Il pascolo di bovini e ovini rimuove periodicamente erbe e arbusti che possono funzionare da innesco per gli incendi. Ma negli ultimi decenni il crollo del prezzo della lana e la frequente siccità hanno costretto numerosi allevatori a ridurre il numero di capi o abbandonare del tutto l’allevamento. “L’abbandono ha aumentato la disponibilità e la quantità di combustibili pregiati” conclude Defossé. I temporali che hanno colpito la regione in dicembre hanno fatto il resto: secondo la protezione civile di La Pampa, oltre il 60 percento degli incendi sarebbe stato appiccato da un fulmine.
Predisposizione naturale degli ambienti, stagnazione economica e cambiamento climatico: in un fenomeno di tali proporzioni è difficile districarsi tra le singole responsabilità. Di certo, la gestione dell’emergenza è stata deficitaria. Già dai primi focolai di metà dicembre Guillermo Barisone, direttore del servizio nazionale di prevenzione degli incendi, aveva lanciato l’allarme: il 35 percento delle 107 autopompe a disposizione risultava fuori servizio. Una percentuale cospicua per un parco macchine già carente. Per ripararli e coprire il costo di esercizio di tutti i mezzi impegnati nell’attuale emergenza, il suo istituto ha già sborsato il 90 percento dei fondi assegnatigli dal governo, pari a 27 milioni di euro. I vigili del fuoco dispongono anche di diciotto canadair, cinque ricognitori e otto elicotteri.

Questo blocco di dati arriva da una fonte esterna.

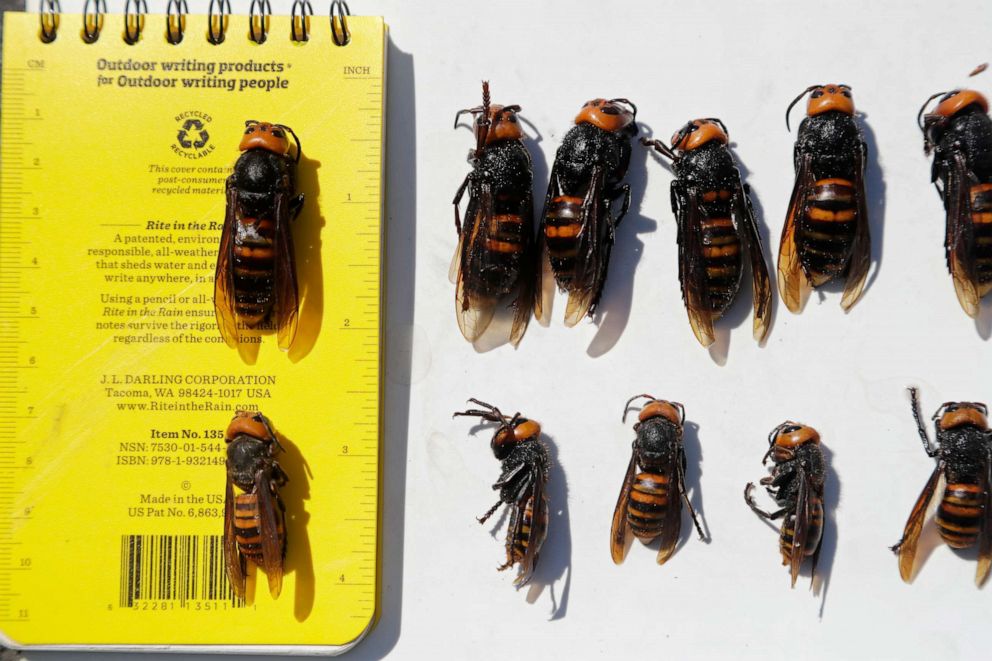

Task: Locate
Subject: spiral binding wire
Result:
[248,0,272,44]
[83,0,107,44]
[38,0,62,44]
[289,0,313,42]
[124,0,148,46]
[331,0,351,46]
[207,0,231,46]
[165,0,189,46]
[32,0,360,46]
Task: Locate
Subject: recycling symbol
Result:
[176,118,210,149]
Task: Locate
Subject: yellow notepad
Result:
[0,7,386,651]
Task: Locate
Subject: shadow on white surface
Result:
[975,296,992,341]
[812,445,840,621]
[849,112,886,300]
[700,142,778,367]
[525,434,572,620]
[676,422,713,552]
[586,124,658,358]
[347,39,417,660]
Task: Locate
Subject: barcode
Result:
[120,535,244,608]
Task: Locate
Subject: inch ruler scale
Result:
[0,13,385,653]
[337,64,384,620]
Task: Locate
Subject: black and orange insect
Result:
[641,117,771,347]
[534,99,637,326]
[224,411,289,598]
[892,388,992,585]
[610,395,706,565]
[455,399,551,586]
[917,90,992,317]
[744,421,827,587]
[452,82,535,346]
[214,120,303,351]
[778,85,871,312]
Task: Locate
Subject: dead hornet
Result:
[455,399,551,586]
[892,388,992,585]
[610,395,706,565]
[744,421,827,587]
[214,120,303,351]
[224,411,289,598]
[452,83,535,346]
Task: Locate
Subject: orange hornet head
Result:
[238,119,300,160]
[672,117,730,152]
[934,402,989,431]
[916,90,989,154]
[224,411,275,443]
[454,398,541,460]
[785,83,854,130]
[765,420,820,462]
[575,99,637,135]
[806,84,854,117]
[475,105,524,145]
[933,90,989,118]
[623,395,685,427]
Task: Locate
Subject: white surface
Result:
[13,0,992,661]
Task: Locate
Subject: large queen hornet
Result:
[224,411,289,598]
[892,388,992,585]
[778,85,871,312]
[534,99,637,326]
[744,420,827,587]
[452,82,535,346]
[917,90,992,317]
[214,120,303,351]
[641,117,771,347]
[455,399,551,587]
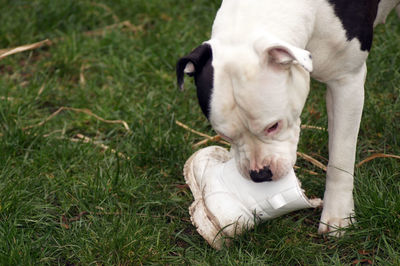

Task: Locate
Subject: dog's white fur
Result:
[203,0,400,234]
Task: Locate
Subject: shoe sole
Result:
[183,146,229,250]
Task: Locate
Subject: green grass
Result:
[0,0,400,265]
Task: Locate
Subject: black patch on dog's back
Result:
[176,44,214,119]
[328,0,380,51]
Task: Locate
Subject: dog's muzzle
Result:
[250,166,272,183]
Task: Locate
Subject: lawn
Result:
[0,0,400,265]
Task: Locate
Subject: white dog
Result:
[177,0,400,235]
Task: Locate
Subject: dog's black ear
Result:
[176,43,212,90]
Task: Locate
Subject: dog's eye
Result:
[217,131,232,142]
[264,121,280,135]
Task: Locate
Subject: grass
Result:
[0,0,400,265]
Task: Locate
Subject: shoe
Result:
[184,146,322,249]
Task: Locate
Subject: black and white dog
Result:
[177,0,400,235]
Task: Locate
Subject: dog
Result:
[176,0,400,236]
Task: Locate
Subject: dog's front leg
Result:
[318,64,367,236]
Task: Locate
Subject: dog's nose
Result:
[250,166,272,183]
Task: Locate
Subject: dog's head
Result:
[176,36,312,182]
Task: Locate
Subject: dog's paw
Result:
[318,215,354,237]
[318,193,355,237]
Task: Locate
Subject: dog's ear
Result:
[254,36,313,72]
[176,43,212,90]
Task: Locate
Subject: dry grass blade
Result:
[0,39,52,60]
[175,120,213,140]
[301,125,327,131]
[175,120,230,148]
[297,152,326,172]
[293,165,319,175]
[22,106,131,131]
[0,96,14,101]
[83,20,143,36]
[356,153,400,167]
[70,134,131,160]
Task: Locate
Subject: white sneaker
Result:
[184,146,322,249]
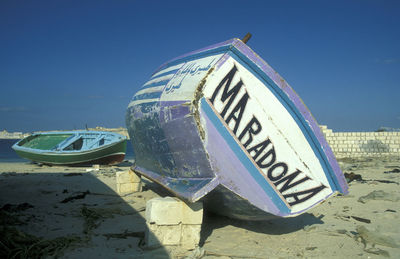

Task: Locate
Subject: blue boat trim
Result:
[132,91,163,101]
[201,98,290,214]
[151,69,181,80]
[140,79,171,90]
[229,48,343,191]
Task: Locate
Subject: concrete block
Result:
[116,169,141,183]
[146,197,203,225]
[181,225,201,249]
[146,197,183,225]
[117,183,142,195]
[182,202,203,225]
[145,222,182,247]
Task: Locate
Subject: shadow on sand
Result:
[0,165,169,258]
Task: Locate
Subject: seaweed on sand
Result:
[0,226,82,258]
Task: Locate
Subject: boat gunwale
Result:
[12,131,127,156]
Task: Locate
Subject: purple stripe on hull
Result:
[234,40,348,194]
[203,105,281,215]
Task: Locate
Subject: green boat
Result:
[12,131,127,166]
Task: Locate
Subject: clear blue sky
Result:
[0,0,400,132]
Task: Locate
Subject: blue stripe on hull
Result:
[229,49,342,194]
[201,98,290,215]
[132,91,162,101]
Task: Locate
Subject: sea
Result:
[0,139,134,163]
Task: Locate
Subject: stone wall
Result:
[320,126,400,158]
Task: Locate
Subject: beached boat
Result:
[126,35,348,220]
[12,131,126,165]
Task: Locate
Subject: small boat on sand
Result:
[12,131,126,166]
[126,35,348,220]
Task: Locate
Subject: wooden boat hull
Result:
[126,39,347,220]
[13,132,126,166]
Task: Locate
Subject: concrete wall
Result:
[320,125,400,158]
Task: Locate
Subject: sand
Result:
[0,157,400,259]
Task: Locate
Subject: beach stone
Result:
[116,169,141,183]
[182,202,203,225]
[146,197,182,225]
[181,225,201,249]
[145,197,203,249]
[146,197,203,225]
[117,182,142,195]
[358,190,399,203]
[145,222,182,247]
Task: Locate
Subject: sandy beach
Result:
[0,157,400,259]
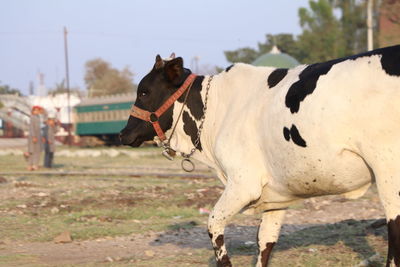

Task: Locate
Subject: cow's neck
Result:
[166,71,227,168]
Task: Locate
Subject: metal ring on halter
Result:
[149,112,158,123]
[181,158,195,172]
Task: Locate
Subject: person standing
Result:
[26,106,43,171]
[43,116,57,168]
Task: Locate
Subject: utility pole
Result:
[367,0,374,51]
[64,26,72,146]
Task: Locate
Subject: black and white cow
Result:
[121,46,400,266]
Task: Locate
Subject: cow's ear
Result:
[165,57,183,83]
[153,55,164,70]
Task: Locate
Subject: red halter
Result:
[130,74,196,142]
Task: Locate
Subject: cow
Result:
[120,45,400,267]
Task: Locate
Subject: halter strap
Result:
[130,73,196,142]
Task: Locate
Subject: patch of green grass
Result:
[0,254,43,267]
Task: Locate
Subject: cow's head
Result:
[120,54,191,147]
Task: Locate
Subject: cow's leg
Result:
[208,182,261,267]
[372,162,400,267]
[257,210,286,267]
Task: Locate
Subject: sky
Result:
[0,0,308,94]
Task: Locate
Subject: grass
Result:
[0,148,387,267]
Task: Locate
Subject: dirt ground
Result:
[0,148,386,266]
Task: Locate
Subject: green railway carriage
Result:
[74,94,135,144]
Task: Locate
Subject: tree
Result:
[225,0,374,64]
[85,58,136,97]
[224,33,299,63]
[298,0,345,64]
[47,79,83,96]
[0,84,22,95]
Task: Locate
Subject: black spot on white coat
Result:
[225,64,235,72]
[387,216,400,266]
[283,124,307,147]
[283,127,290,141]
[285,45,400,113]
[178,76,204,120]
[182,111,202,151]
[268,69,288,88]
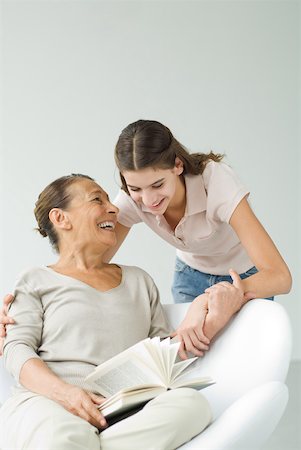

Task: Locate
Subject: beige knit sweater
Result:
[4,266,170,389]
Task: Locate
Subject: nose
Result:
[108,202,119,214]
[141,191,156,206]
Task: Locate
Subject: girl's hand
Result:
[172,294,210,359]
[0,294,15,355]
[204,269,254,339]
[53,384,107,428]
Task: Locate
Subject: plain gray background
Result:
[0,0,301,359]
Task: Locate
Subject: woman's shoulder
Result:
[119,264,154,284]
[15,266,52,287]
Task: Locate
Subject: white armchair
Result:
[164,299,292,450]
[0,300,291,450]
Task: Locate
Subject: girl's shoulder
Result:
[119,264,154,284]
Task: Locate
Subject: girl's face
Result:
[122,160,185,215]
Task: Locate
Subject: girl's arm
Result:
[103,222,130,263]
[19,358,107,428]
[230,197,292,303]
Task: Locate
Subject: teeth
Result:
[97,222,115,230]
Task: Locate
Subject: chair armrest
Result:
[180,381,288,450]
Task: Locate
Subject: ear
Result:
[174,156,184,175]
[49,208,72,230]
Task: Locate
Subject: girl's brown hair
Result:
[34,173,94,251]
[115,120,223,193]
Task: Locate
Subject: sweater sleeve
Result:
[3,279,43,382]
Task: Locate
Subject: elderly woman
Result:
[0,175,211,450]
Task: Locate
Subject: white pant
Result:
[0,388,211,450]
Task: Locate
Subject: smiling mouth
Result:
[97,222,115,231]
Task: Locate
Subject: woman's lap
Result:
[0,388,211,450]
[172,257,274,303]
[0,392,100,450]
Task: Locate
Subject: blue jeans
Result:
[171,257,274,303]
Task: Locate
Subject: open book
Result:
[85,337,214,417]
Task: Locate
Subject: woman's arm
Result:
[19,358,107,428]
[103,222,130,263]
[230,198,292,298]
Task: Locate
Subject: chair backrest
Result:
[164,299,292,415]
[0,299,291,414]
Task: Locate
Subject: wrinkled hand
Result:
[0,294,15,355]
[172,294,210,359]
[55,385,107,428]
[204,269,254,339]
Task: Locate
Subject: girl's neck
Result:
[166,175,186,217]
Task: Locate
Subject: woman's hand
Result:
[204,269,254,339]
[0,294,15,355]
[52,384,107,428]
[172,294,210,359]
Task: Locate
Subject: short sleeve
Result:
[3,279,43,381]
[113,189,142,228]
[203,161,249,223]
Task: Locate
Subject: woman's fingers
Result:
[82,396,107,428]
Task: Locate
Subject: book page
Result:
[87,357,161,397]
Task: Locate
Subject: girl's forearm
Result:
[19,358,68,401]
[242,266,292,298]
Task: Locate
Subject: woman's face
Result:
[122,165,183,215]
[65,179,118,246]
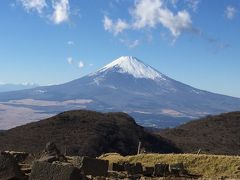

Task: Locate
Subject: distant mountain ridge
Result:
[0,110,180,157]
[0,56,240,128]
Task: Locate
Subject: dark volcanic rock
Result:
[0,153,23,180]
[159,112,240,155]
[0,110,179,157]
[73,157,109,177]
[38,142,66,163]
[29,161,85,180]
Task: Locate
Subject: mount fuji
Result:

Nel mezzo della bufera, il ministro dell’Ambiente e dello Sviluppo Sostenibile Sergio Bergman rifiuta di presentare le proprie dimissioni, accusando la precedente amministrazione di Cristina Kirchner di aver tagliato di quasi 40 milioni di euro i finanziamenti al proprio ministero. Nel frattempo, il deputato e attivista ambientale Juan Carlos Villalonga sottolinea come gli incendi e le contemporanee inondazioni che hanno colpito il nord del paese rappresentano la prova che il cambiamento climatico è già in atto. Pur appartenendo allo stesso schieramento, Villalonga ha spesso denunciato l’inerzia dell’attuale governo presieduto da Mauricio Macrì nell’affrontare le tematiche ambientali. Nel balletto delle responsabilità politiche, la Patagonia continua a bruciare.